December 4, 2021

Pastoral Nuggets: What the Bible Doesn’t Say

During my forty plus years of pastoral ministry, I have often told my parishioners that sometimes it is just as important to hear what the Bible doesn’t say as it is to hear what it does say.

The main truth of the column today will be about something the Bible doesn’t tell us.

In Matthew 14: 22-34 you will find the story of the Apostle Peter walking on the water.

Most of us learned this story in Sunday School or Vacation Bible School. In a nutshell, after Jesus had just miraculously fed five thousand people with a few fish and a few loaves, He then instructed His disciples to get into a boat and go to the other side of the Lake of Gennesaret.

As they were going, a fierce storm arose and caught them in the middle of the lake at night. They were doing all they could do to navigate the storm when they saw something coming toward them on the water. At first they thought it was a ghost. Then Jesus spoke and identified Himself. He told them not to be afraid.

However, not really sure it was Jesus; Peter told Him that if was really Him to bid him to come to Him on the water. Jesus obliged. Peter then got out of the boat and walked on the water. Unfortunately, he took his eyes off Jesus and began to sink. Peter then cried out in fear for Jesus to save him. The Bible then states that when both of them were safely in the boat, the storm subsided.

There are two things I want to point out in this column today regarding this miracle.

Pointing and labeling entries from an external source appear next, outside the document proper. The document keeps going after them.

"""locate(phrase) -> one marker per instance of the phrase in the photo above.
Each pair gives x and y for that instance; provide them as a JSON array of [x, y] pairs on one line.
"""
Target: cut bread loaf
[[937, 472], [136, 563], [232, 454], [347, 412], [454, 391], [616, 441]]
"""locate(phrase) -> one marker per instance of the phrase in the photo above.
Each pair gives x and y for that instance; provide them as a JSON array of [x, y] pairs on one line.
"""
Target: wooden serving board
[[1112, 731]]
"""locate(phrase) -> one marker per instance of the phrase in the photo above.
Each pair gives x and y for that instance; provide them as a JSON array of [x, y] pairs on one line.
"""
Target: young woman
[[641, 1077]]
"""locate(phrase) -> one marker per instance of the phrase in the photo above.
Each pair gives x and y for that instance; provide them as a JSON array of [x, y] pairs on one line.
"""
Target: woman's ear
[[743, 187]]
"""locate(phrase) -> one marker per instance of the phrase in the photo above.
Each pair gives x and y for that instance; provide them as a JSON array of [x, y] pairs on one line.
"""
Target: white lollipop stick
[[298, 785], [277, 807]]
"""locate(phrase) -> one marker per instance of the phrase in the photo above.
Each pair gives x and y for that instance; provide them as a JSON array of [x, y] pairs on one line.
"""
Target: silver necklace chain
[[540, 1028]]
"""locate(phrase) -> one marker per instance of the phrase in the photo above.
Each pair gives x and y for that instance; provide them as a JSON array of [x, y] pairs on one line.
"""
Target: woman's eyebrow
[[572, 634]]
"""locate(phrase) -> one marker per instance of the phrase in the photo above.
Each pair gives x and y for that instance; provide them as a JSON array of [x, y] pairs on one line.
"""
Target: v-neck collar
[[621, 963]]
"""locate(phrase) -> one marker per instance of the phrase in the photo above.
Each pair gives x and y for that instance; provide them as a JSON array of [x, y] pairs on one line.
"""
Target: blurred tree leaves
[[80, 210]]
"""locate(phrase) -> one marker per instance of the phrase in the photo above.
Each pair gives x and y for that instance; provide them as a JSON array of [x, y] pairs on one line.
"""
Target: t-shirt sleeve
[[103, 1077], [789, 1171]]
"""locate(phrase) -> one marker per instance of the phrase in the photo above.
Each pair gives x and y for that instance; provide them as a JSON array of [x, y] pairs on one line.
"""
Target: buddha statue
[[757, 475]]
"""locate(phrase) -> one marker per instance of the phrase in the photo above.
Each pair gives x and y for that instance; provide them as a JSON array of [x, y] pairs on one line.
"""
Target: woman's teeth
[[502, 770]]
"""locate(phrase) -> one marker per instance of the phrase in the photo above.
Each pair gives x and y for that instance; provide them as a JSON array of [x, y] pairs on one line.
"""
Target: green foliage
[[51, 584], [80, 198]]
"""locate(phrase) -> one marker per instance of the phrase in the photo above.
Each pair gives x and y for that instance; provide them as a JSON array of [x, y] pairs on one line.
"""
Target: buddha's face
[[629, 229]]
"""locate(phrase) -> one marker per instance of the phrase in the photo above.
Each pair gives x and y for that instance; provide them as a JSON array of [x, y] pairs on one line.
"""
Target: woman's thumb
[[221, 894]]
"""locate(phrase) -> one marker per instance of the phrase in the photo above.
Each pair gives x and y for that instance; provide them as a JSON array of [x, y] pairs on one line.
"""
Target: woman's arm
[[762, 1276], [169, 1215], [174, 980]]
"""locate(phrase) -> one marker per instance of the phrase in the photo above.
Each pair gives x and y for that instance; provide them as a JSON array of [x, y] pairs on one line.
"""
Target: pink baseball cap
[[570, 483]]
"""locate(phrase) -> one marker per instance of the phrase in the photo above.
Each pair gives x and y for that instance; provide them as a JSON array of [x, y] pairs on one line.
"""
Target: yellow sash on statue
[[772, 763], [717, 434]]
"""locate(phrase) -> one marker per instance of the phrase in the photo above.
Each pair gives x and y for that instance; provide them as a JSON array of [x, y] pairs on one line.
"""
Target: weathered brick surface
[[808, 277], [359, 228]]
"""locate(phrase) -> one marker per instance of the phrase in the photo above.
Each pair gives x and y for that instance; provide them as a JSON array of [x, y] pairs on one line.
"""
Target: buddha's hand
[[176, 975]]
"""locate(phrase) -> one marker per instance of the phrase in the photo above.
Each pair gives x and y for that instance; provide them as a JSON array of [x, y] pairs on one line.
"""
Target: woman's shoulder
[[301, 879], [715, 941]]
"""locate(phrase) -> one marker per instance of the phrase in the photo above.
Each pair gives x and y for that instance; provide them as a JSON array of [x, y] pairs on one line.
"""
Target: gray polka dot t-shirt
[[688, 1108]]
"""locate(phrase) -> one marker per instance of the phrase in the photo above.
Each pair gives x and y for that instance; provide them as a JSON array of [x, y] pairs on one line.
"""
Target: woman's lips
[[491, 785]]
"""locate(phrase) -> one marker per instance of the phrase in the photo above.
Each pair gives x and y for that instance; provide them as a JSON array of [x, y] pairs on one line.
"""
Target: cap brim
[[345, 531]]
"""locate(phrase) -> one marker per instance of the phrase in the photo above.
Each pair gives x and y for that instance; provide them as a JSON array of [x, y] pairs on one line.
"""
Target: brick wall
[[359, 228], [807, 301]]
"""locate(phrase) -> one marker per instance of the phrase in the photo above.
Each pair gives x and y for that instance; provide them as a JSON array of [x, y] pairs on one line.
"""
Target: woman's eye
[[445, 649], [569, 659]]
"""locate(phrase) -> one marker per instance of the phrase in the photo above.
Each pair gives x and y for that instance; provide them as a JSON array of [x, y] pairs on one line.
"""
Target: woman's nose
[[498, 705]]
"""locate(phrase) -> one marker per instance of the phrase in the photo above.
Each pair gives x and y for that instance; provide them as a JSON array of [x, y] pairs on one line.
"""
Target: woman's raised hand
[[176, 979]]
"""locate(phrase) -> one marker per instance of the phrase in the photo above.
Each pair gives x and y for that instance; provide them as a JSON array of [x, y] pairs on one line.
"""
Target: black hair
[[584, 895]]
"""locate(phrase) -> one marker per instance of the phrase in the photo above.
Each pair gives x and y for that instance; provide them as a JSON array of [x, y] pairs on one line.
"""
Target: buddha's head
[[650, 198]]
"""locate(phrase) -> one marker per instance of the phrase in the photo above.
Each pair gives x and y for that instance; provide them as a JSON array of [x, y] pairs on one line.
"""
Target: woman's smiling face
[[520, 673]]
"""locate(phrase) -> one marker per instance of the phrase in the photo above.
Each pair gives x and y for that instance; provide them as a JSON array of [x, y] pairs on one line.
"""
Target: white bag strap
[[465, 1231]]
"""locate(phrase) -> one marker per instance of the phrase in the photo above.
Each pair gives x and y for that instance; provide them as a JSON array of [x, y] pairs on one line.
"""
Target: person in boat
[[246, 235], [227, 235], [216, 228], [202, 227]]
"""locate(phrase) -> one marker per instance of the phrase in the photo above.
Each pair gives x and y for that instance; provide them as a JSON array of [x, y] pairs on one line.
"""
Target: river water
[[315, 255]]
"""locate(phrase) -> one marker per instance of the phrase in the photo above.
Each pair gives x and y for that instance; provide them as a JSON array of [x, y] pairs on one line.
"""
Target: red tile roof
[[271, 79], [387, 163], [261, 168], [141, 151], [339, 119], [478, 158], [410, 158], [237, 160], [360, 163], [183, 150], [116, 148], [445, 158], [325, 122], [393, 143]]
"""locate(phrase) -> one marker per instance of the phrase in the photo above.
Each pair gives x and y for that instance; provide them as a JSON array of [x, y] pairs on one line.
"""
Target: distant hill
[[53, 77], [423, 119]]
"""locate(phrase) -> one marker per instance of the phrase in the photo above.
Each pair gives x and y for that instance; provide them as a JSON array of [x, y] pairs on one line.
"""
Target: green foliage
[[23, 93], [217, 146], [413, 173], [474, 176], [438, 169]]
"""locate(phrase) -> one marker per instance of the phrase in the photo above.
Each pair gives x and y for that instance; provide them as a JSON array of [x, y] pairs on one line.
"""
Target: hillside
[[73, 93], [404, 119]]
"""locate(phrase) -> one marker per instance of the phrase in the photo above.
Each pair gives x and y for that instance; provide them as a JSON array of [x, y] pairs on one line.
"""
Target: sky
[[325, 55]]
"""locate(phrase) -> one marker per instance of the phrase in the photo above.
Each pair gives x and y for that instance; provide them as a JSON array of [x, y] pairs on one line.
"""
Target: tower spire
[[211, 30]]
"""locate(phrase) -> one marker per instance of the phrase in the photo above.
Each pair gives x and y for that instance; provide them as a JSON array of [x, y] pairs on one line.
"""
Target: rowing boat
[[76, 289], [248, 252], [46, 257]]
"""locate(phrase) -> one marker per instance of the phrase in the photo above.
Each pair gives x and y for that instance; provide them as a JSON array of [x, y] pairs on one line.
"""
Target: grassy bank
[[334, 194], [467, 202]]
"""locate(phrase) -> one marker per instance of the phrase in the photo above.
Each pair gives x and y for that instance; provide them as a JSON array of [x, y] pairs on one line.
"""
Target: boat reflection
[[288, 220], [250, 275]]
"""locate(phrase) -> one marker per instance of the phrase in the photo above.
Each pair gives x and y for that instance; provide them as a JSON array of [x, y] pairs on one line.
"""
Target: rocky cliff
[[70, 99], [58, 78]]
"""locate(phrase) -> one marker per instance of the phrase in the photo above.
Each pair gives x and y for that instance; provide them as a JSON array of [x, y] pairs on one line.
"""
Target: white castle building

First, in verse 33 we find where the disciples first “worshipped” Jesus. Matthew 14:33(KJV), “Then they that were in the ship came and worshipped him, saying, Of a truth thou art the Son of God.”

The second thing is not so obvious. This is the part the Bible doesn’t tell us. Matthew 14:34(KJV), “And when they were gone over, they came into the land of Gennesaret.”

Question: How did they get to the other side? Jesus could have magically tele-transported them to the other side. He could have lined them up on the water and marched them across the sea to the other side. There are countless ways He could have gotten them to the other side.

But the truth of the matter is that we don’t know how they got to the other side. The Bible doesn’t say. Therefore, my opinion is just as valid as yours. I can’t prove my opinion, but you can’t disprove it!

I think the hidden pearl of truth in this passage is in what the story doesn’t tell us. I think Jesus may have told them that the same oars they were employing before the miracle were still attached to the boat. He just may have instructed all of them to grab one and go back to rowing. The same mandate He gave them before the storm and the miracles was still in place:  Get in the boat and go to the other side!

I think we may be guilty today of waiting on Jesus to feed the five thousand with a few fish and loaves, walk on water, rescue a drowning disciple, or calm the storms we are experiencing – when all along the miracle may simply be found in grabbing hold of our oar and rowing. Sure! Trust Jesus for the impossible, but don’t abandon your oar in the process. Oh! And be sure not to miss the second part of verse 24, “… they came into the land of Gennesaret.”

They wound up where He instructed them to go. Mission accomplished!

Throughout our lifetime we will encounter many miracles – none of which alleviate us of the responsibility of performing the task Jesus assigned us! And sometimes we need to listen to what the Bible doesn’t say! It’s important!